Last night I returned to Minnesota after a long trip back to Oklahoma for a family reunion. The timing of my trip was impeccable as I’m currently in the final editing stages of my book, The Edge of Nowhere, which is expected to be released this Spring by Penner Publishing. This novel was inspired by my grandmother’s struggles as a widow with nearly a dozen children during the 1930s Oklahoma Dust Bowl and the Great Depression. While not a complete factual account of her struggles, there is no doubt that she (and my extended family) were constantly on my mind as I wrote this book, and many of the family stories are included within its pages.

My grandmother, Edna Hall Hedrick Golden, was a strong woman who didn’t take any guff from anyone. I remember nothing “soft” about her. In fact, I remember being mostly intimidated and a little scared of her in my childhood. She said what was on her mind and the family stories of her going toe-to-toe with anyone who wronged her or her children are legendary. Simply stated, you didn’t cross my grandmother and, if you thought you might give it a try, you never tried it a second time.

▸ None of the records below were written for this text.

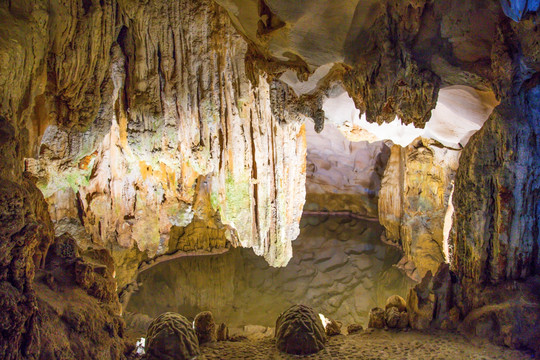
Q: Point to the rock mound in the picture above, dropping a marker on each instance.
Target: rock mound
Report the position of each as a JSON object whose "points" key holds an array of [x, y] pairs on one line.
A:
{"points": [[300, 331], [376, 318], [170, 336]]}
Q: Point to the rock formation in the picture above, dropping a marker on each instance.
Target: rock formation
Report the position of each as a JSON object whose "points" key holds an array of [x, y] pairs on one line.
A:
{"points": [[205, 327], [339, 265], [171, 336], [299, 331], [148, 130], [376, 318]]}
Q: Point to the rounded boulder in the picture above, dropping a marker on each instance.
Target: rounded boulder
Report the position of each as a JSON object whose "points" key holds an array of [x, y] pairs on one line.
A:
{"points": [[171, 336], [300, 331]]}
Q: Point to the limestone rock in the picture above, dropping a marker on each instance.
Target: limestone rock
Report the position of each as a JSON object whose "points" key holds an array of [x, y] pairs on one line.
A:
{"points": [[171, 336], [354, 328], [397, 302], [299, 331], [174, 156], [376, 318], [333, 328], [205, 327], [392, 317], [415, 201], [501, 195], [443, 288], [403, 320], [342, 174]]}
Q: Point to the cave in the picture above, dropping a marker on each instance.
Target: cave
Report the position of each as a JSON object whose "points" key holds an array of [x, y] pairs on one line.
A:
{"points": [[269, 179]]}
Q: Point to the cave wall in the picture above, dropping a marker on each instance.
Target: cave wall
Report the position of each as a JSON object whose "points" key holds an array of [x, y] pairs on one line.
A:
{"points": [[414, 199], [340, 268], [496, 235], [180, 133], [343, 175]]}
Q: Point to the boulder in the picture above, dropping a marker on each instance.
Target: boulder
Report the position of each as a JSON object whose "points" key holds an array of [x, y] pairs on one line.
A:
{"points": [[171, 336], [205, 327], [222, 332], [333, 328], [354, 328], [392, 317], [376, 318], [300, 331]]}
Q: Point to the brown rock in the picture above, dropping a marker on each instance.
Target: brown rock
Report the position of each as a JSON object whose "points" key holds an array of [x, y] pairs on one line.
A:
{"points": [[222, 332], [354, 328], [376, 318], [333, 328], [171, 336], [396, 301], [392, 317], [300, 331], [421, 304], [403, 320], [205, 327]]}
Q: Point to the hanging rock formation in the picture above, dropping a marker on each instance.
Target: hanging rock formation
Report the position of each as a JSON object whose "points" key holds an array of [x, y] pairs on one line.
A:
{"points": [[181, 134], [414, 200]]}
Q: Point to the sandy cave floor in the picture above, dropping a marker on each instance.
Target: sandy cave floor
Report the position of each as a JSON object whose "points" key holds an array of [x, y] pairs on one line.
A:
{"points": [[373, 344]]}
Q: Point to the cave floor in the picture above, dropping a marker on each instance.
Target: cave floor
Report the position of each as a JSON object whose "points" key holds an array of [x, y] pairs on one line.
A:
{"points": [[373, 344]]}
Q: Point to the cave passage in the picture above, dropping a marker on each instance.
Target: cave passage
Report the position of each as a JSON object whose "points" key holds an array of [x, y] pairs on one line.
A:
{"points": [[339, 267]]}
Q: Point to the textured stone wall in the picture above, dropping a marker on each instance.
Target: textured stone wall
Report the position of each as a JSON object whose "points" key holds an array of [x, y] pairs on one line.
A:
{"points": [[340, 268], [342, 174], [180, 134], [497, 209]]}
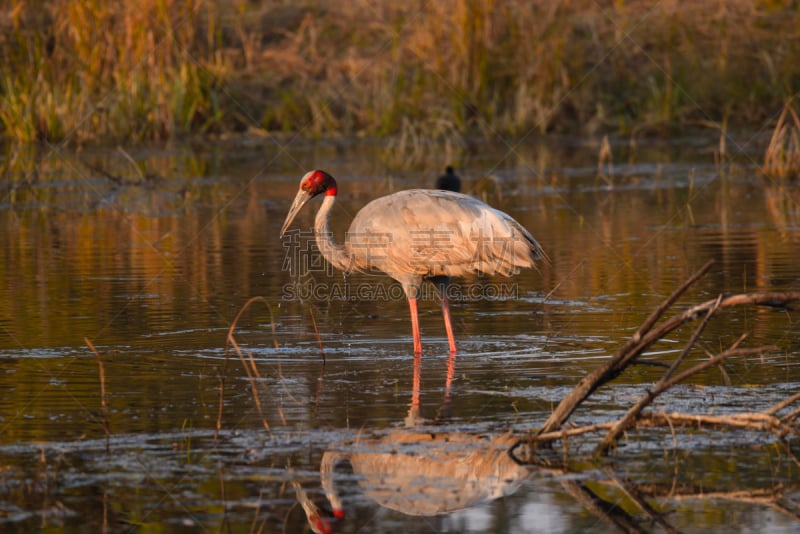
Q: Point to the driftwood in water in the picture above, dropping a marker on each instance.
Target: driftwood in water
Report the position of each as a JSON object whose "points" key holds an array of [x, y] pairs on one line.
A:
{"points": [[648, 334]]}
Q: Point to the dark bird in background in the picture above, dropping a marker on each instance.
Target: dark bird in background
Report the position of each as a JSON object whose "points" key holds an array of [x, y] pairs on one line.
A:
{"points": [[449, 181]]}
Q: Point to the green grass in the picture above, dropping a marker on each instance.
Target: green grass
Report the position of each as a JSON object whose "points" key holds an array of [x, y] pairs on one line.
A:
{"points": [[93, 71]]}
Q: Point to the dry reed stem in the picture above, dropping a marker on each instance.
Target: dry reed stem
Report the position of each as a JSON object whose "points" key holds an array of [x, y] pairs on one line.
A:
{"points": [[249, 364], [316, 331], [103, 403], [782, 157]]}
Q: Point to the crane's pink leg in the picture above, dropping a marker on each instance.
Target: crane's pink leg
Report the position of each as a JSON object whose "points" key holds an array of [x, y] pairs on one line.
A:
{"points": [[448, 325], [413, 411], [412, 305]]}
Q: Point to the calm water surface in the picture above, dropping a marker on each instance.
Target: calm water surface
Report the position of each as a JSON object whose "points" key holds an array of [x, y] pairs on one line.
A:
{"points": [[152, 264]]}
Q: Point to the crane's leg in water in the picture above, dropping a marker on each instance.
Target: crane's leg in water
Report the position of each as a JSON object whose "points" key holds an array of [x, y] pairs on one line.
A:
{"points": [[441, 285], [412, 305]]}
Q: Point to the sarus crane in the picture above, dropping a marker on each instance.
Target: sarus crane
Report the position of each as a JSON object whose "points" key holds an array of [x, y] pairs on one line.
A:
{"points": [[417, 235]]}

As I sat down to write this novel, I was consumed with one thought: Who was this woman I knew as my grandmother? How did she come to be the woman I knew? She wasn’t “soft” like other grandmothers; she was hard as nails, and yet I think I always knew that she loved us. She just wasn’t effusive in the way she showed it.

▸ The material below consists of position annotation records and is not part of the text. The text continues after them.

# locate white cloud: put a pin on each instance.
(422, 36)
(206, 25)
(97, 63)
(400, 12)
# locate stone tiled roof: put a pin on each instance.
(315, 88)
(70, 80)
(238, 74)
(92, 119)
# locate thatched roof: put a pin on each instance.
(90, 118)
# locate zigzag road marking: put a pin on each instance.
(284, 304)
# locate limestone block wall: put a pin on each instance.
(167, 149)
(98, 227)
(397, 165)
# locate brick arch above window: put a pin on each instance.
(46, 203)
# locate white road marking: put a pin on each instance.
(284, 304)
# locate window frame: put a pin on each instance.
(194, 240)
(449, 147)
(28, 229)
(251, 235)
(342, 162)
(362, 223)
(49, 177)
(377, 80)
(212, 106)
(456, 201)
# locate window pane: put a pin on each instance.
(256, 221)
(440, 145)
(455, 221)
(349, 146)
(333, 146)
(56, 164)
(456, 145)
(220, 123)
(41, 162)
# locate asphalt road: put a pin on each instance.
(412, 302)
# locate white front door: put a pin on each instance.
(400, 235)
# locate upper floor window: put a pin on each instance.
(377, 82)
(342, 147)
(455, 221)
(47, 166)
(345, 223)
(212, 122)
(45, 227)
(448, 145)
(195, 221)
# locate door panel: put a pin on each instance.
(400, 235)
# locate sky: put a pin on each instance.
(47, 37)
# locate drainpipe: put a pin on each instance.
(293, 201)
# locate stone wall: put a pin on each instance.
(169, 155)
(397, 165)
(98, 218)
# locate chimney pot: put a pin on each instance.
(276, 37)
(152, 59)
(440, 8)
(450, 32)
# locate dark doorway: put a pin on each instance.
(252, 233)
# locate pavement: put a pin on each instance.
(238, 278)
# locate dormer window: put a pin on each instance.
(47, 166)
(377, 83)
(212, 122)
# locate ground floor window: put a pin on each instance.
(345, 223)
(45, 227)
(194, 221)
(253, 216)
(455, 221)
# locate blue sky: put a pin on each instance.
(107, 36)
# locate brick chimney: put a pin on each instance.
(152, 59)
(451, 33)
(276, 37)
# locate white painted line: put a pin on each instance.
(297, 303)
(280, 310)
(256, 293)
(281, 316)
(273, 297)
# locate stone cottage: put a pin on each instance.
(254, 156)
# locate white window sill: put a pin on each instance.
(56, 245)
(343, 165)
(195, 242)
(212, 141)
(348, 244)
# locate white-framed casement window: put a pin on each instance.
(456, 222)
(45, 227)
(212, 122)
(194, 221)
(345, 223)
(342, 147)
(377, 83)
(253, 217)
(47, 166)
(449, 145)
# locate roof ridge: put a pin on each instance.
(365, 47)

Attending my family reunion — surrounded by cousins as distant as second and third cousins — we all came to one conclusion; the same conclusion I came to in my novel: my grandmother was a product of her experiences.

Ask yourself this question: Who would you be today if, at age 28, you lost your husband and were entrusted with the care of your combined dozen children in the midst of the worst poverty and land destruction ever seen on American soil? You have nothing and you have to fight for every last thing. Your children are starving, you’ve lost your home, jobs are scarce even for men, and you have no family to speak of. What would you do? How would you survive? Is there ANYTHING you wouldn’t do to provide for your children? And how would the circumstances and the decisions you make change you as a person?

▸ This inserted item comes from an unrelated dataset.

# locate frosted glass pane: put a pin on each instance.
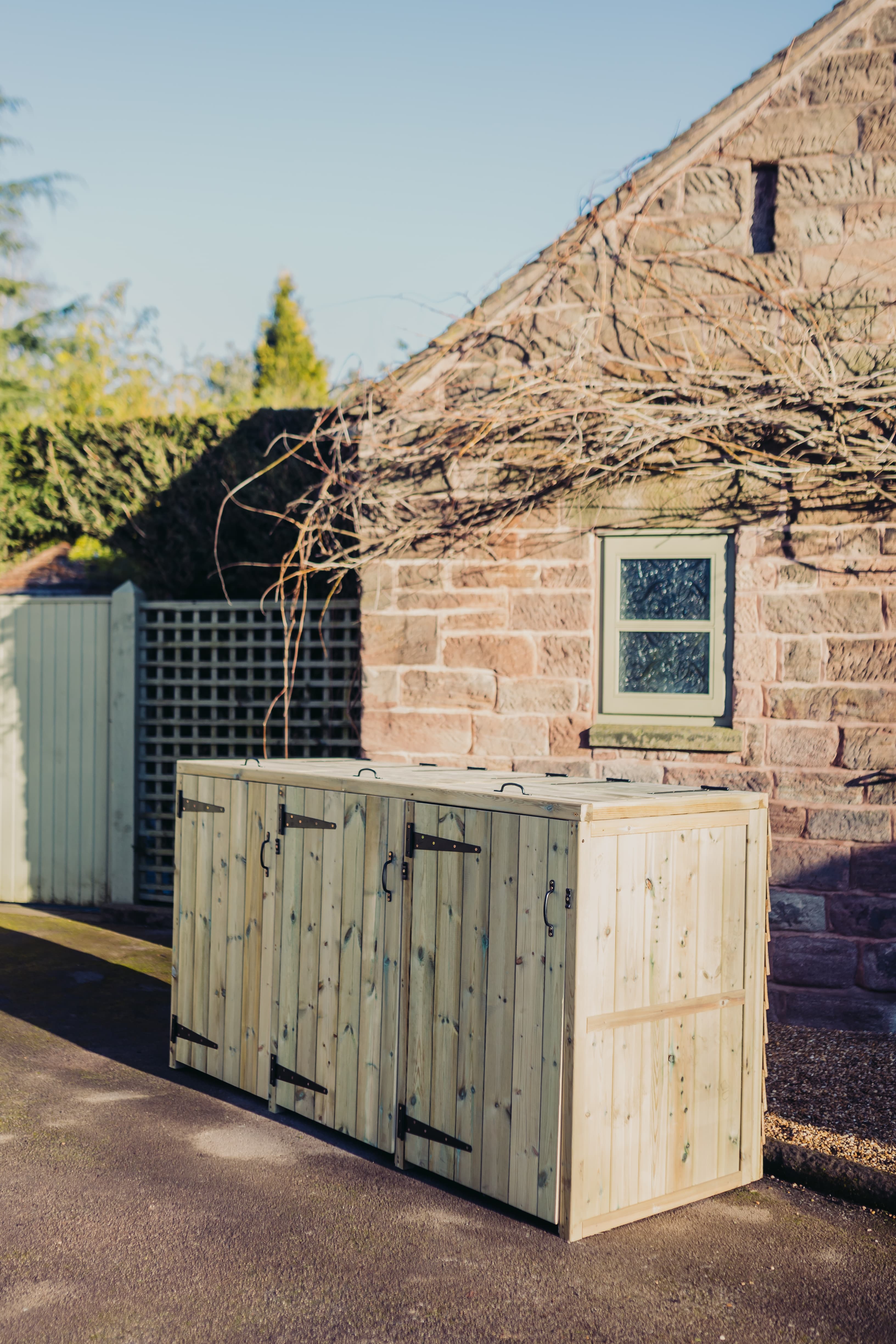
(665, 591)
(672, 662)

I don’t have the answers, but I’ve tried to address them in this novel. My family doesn’t have the answers either, except that we all came to the same conclusion: However those decisions changed or defined her, she did one thing right. She created for us a huge extended family of children, grandchildren, great-grandchildren, nieces, nephews, cousins…many of us as close as siblings, and others of us the best of friends. I honestly don’t know any other family with such a close extended family. Above all, I hope I’ve conveyed that in my book. Y’all will have to let me know.